A lot of talk this year has been about the bifurcation of the restaurant consumer. Some chains, like Chipotle, Wingstop, Cava and others, have thrived, generating ultra-strong sales. Others have filed for bankruptcy and much of the casual-dining and quick-service space are losing customers in droves.
That kind of bifurcation is not uncommon. Difficult times often yield wide-ranging results as consumers pick winners and losers. They shift spending toward those brands that are meeting their brand promise, or at least those with the most effective marketing strategies.
But we also see that bifurcation in the way consumers are using restaurants. For this, we go to data from Revenue Management Solutions.
The firm noted that quick-service traffic in the third quarter was down 1.2%. But delivery traffic was up 14.7%. Delivery remains a tiny portion of overall traffic.
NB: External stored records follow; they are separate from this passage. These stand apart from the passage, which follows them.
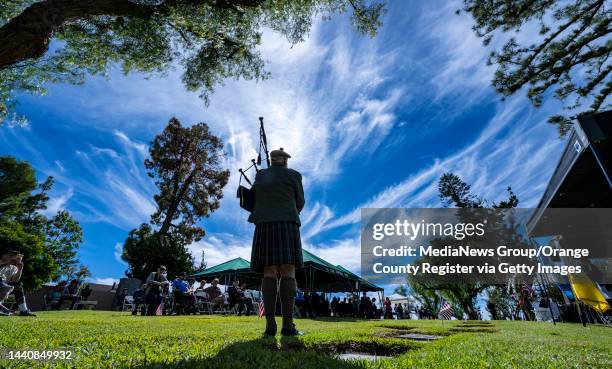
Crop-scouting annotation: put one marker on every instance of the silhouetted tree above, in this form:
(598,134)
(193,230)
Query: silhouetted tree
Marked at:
(572,55)
(210,39)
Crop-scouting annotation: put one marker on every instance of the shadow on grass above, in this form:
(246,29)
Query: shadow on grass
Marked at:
(263,352)
(336,319)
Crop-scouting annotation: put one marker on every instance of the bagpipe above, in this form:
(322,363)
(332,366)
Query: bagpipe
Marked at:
(247,195)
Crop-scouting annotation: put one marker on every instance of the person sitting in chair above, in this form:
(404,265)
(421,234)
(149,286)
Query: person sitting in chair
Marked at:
(214,293)
(70,293)
(139,296)
(155,284)
(237,297)
(180,290)
(11,266)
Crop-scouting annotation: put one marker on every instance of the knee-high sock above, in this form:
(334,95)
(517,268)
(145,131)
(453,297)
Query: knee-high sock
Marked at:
(287,295)
(269,288)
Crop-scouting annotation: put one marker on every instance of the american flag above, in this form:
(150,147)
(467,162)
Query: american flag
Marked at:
(446,311)
(261,309)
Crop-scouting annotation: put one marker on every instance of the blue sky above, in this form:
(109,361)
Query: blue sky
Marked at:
(369,123)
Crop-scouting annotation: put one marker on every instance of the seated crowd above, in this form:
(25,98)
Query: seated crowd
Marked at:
(158,296)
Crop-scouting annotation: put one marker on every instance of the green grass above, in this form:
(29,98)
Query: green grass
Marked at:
(119,340)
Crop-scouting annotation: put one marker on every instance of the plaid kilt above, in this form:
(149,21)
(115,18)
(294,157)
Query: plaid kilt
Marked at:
(276,243)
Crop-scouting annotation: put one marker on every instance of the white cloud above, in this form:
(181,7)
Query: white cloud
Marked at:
(57,203)
(108,281)
(117,253)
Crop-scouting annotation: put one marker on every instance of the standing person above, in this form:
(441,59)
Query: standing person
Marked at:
(155,282)
(11,266)
(388,310)
(277,247)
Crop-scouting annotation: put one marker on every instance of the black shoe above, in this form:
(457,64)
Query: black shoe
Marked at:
(270,326)
(291,332)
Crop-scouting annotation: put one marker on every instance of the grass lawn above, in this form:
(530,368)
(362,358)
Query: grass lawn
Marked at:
(119,340)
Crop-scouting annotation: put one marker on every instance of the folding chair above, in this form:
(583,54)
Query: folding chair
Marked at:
(128,303)
(203,302)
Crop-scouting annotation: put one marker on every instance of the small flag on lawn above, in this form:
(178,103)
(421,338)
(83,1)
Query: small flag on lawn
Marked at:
(446,311)
(261,309)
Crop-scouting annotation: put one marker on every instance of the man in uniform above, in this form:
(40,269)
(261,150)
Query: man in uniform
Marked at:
(277,247)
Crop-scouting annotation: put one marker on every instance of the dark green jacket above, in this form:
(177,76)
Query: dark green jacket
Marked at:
(279,195)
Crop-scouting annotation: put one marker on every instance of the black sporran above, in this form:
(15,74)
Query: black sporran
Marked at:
(247,198)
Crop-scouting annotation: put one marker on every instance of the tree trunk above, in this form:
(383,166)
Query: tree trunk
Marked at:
(163,230)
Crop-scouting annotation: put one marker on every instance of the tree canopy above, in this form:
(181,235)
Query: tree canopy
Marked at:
(49,245)
(571,56)
(210,40)
(186,165)
(463,294)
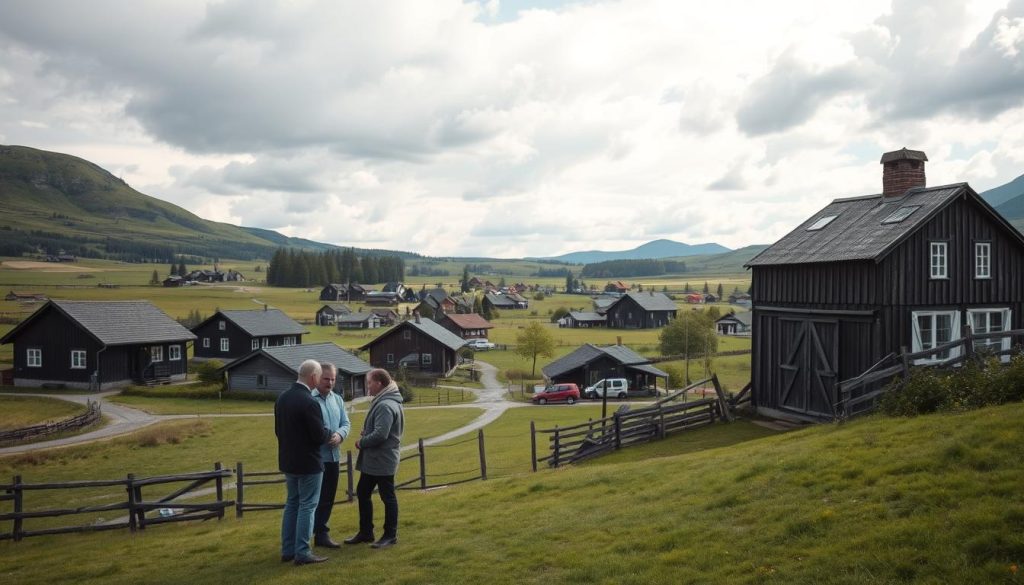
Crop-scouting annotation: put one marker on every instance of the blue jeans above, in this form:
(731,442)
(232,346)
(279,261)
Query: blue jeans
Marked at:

But it is growing at a rapid clip. And that traffic appears to be coming from another major source of convenience, the drive-thru, where traffic was down 10.2%.
We can also tell from major pizza delivery chains that they’re not the beneficiaries of that type of traffic. Delivery same-store sales at Domino’s grew 1.3% last quarter. But carryout sales were up by more than three times that, and the chain is now getting 2.7% of its sales through its partnership with Uber Eats.
(Check out our report on third-party delivery apps.)
In the second quarter, meanwhile, delivery sales at Papa Johns declined, while that chain, too, is getting more sales through third-party delivery.
In other words, while consumers are visiting fast-food chains less often out of frustration with prices, they are a lot more likely now to order delivery from a third-party service.
That might seem a bit odd. If you believe fast-food restaurants are too expensive, why are you opting for a service that costs more? Between third-party delivery fees and higher menu prices charged by the restaurants themselves, a menu item delivered to a customer’s home can cost another $8.
But, as we’ve noted before, third-party delivery is a service, and one consumers are willing to pay for. When someone is tired after a long day at work, or perhaps they’re busy consuming alcoholic beverages with friends, they will attach a price to the ability to have food brought to their home. That kind of convenience historically wins in the restaurant business.
On top of that, consumers are clearly attaching a value to the simple fact that they can go to a single place for a selection of restaurant meals. That explains why consumers might eschew the Papa Johns app in exchange for ordering Papa Johns on Uber Eats or DoorDash.
But that is also a certain type of customer. That customer may be younger. But that customer also has more money.
On balance, the U.S. consumer is doing fine, even if that consumer is frustrated by high prices. People have jobs. Stock prices are up. So are home prices. As such, chains with higher-income consumers like Sweetgreen are doing just fine.
But lower-income consumers, who are less likely to order delivery in the first place, have been the ones more likely to cut back on fast-food dining over prices after years of inflation. Those lower-income consumers are cutting back, which is hurting overall fast-food traffic. And higher-income consumers are shifting toward third-party delivery.
That has some clear implications. Third-party delivery orders may be larger, but they are also less profitable in general, which has already had an impact on profitability of franchisees that dominate the fast-food business.
It also means that these services will gain more influence on the business going forward, particularly as more total delivery sales shift to those services.
Regardless, delivery has proven to be remarkably resilient coming out of the pandemic, even as the rest of the industry fights for customers.